WASHINGTON (Reuters) - The State Department will formally designate the Nigerian Islamist militant group Boko Haram as a "foreign terrorist organization" on Wednesday, congressional sources and others briefed on the matter said.
The designation is significant because it directs U.S. law enforcement and regulatory agencies to block business and financial transactions with Boko Haram, which wants to impose Islamic law in northern Nigeria and has ties to al Qaeda.
The move makes it a crime under U.S. law to provide "material support" to the group. A State Department spokeswoman did not immediately respond to a request for comment.
Boko Haram and other splinter Islamist groups are seen as the biggest security threat in Nigeria, Africa's most populous country and top oil exporter.
In May, President Goodluck Jonathan increased a military campaign against Boko Haram. His government said last week that it has killed 70 civilians.
The House Foreign Affairs Committee, which a source said has been notified of the decision, has scheduled a hearing on the group for Wednesday.
"The likelihood of more hearings on this issue may have been a final straw in encouraging the State Department to acknowledge something which has been apparent for some time - the growing relationship between Boko Haram and al Qaeda in the Arabian Peninsula," said U.S. Rep. Patrick Meehan, a Pennsylvania Republican who convened his own hearing on the issue.
"MAJOR CONCERN"
Meehan chairs a Homeland Security subcommittee, not a Foreign Affairs committee, and has not been briefed by the State Department. "Boko Haram is of growing influence and of major concern," he said.

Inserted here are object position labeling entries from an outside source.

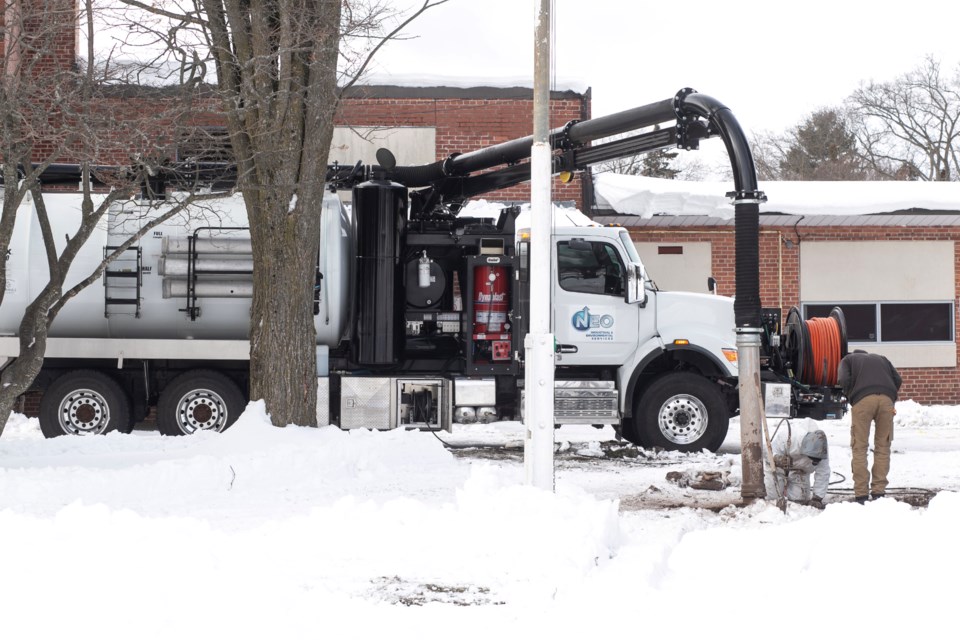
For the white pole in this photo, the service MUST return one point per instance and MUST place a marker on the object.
(539, 343)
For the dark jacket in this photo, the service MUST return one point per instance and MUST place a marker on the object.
(862, 374)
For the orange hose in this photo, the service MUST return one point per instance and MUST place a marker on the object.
(821, 369)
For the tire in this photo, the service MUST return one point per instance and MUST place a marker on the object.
(198, 401)
(84, 402)
(681, 412)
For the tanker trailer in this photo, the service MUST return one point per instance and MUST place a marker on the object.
(168, 324)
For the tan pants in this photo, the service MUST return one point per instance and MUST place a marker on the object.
(876, 408)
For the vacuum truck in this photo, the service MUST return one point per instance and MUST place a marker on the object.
(420, 310)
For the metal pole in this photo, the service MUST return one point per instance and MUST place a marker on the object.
(751, 415)
(539, 343)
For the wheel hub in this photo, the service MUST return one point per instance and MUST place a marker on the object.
(682, 419)
(84, 412)
(202, 410)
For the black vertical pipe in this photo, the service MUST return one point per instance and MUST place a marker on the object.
(380, 210)
(747, 198)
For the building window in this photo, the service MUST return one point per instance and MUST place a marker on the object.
(892, 321)
(590, 267)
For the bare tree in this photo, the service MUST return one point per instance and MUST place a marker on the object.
(52, 110)
(822, 147)
(278, 64)
(909, 128)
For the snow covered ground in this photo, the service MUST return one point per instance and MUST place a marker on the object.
(262, 532)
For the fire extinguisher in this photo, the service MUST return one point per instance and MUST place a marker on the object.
(490, 304)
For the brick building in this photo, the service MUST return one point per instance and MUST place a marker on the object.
(435, 122)
(887, 253)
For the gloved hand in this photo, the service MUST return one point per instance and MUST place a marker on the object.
(782, 461)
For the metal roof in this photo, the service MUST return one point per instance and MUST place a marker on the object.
(914, 218)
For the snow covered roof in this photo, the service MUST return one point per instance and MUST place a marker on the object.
(646, 197)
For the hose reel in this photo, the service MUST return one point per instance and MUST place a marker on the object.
(816, 346)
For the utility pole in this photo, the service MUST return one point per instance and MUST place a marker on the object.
(539, 343)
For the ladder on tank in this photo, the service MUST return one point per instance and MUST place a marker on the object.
(122, 281)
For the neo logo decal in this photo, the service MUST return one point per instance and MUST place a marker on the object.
(583, 320)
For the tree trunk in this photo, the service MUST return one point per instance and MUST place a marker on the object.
(282, 333)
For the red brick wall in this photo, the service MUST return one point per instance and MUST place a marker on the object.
(780, 280)
(468, 124)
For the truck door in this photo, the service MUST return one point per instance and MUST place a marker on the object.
(592, 321)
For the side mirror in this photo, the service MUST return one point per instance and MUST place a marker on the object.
(636, 287)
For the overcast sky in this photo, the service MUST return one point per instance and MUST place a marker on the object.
(771, 62)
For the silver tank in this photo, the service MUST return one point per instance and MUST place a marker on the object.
(108, 308)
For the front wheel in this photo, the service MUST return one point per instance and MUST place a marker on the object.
(83, 403)
(198, 401)
(682, 412)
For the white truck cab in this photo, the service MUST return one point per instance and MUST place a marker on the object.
(670, 356)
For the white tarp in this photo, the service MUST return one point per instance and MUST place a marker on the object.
(642, 196)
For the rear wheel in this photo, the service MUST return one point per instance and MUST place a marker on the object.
(83, 402)
(198, 401)
(681, 412)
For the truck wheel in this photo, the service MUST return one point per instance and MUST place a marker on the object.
(83, 403)
(198, 401)
(682, 412)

Last year, the Justice Department's senior top national security official, Lisa Monaco, sent a letter to the State Department arguing that Boko Haram met the criteria to be listed as a "foreign terrorist" group because, she said, it either engages in terrorism that threatens the United States or has a capability or intent to do so.
Monaco is now President Barack Obama's top White House counter-terrorism advisor.

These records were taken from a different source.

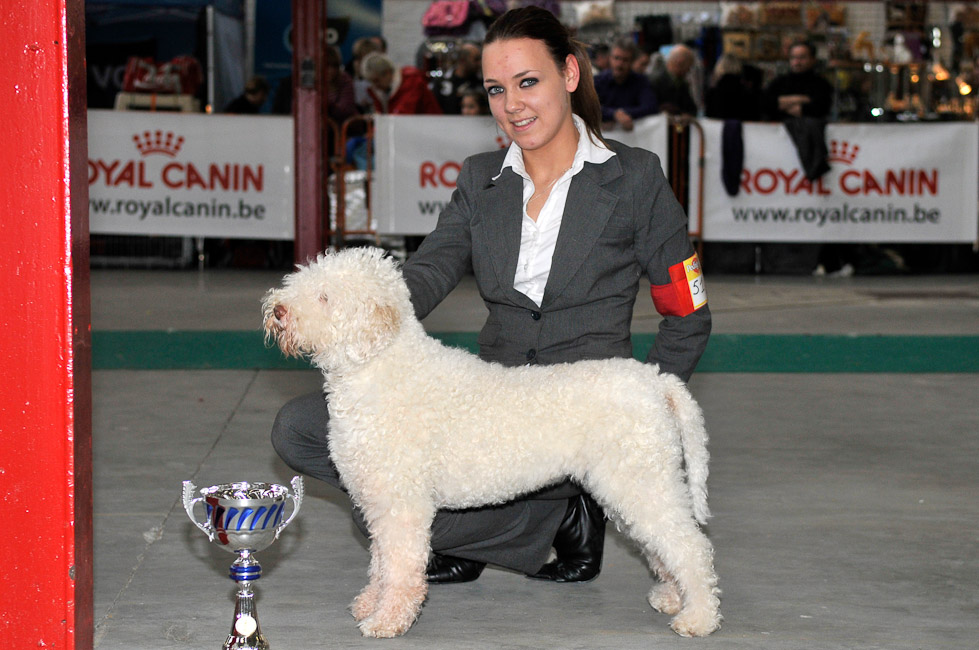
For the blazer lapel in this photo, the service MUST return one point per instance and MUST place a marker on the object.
(586, 212)
(502, 206)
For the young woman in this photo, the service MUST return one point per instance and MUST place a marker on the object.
(558, 230)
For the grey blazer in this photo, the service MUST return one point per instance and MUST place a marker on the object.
(621, 220)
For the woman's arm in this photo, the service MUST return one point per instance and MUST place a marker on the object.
(446, 253)
(667, 256)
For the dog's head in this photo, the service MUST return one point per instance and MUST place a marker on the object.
(342, 308)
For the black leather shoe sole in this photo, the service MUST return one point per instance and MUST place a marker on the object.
(579, 542)
(444, 569)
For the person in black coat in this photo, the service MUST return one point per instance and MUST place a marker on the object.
(802, 92)
(731, 95)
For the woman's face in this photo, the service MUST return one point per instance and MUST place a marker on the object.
(529, 96)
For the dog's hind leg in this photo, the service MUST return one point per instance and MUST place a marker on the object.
(366, 602)
(664, 597)
(400, 540)
(654, 510)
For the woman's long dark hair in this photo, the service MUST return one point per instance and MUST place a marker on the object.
(541, 25)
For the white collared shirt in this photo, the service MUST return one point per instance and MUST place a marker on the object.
(538, 238)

Although the State Department later designated three alleged Boko Haram leaders as terrorists, it stopped short of a more sweeping declaration against the organization.
For two years, Meehan and Rep. Peter King of New York have pressed the State Department to put Boko Haram on its list of terrorist groups alongside the likes of al Qaeda and Lebanon's Hezbollah.
They have warned that an August 2011 attack on a U.N. building in Abuja, Nigeria, marked a turning point as a threat to U.S. interests. Meehan has noted that the United States did not perceive al Qaeda in the Arabian Peninsula as a threat to U.S. interests until after the attempting downing of an airliner by a Nigerian near Detroit on Christmas Day, 2009.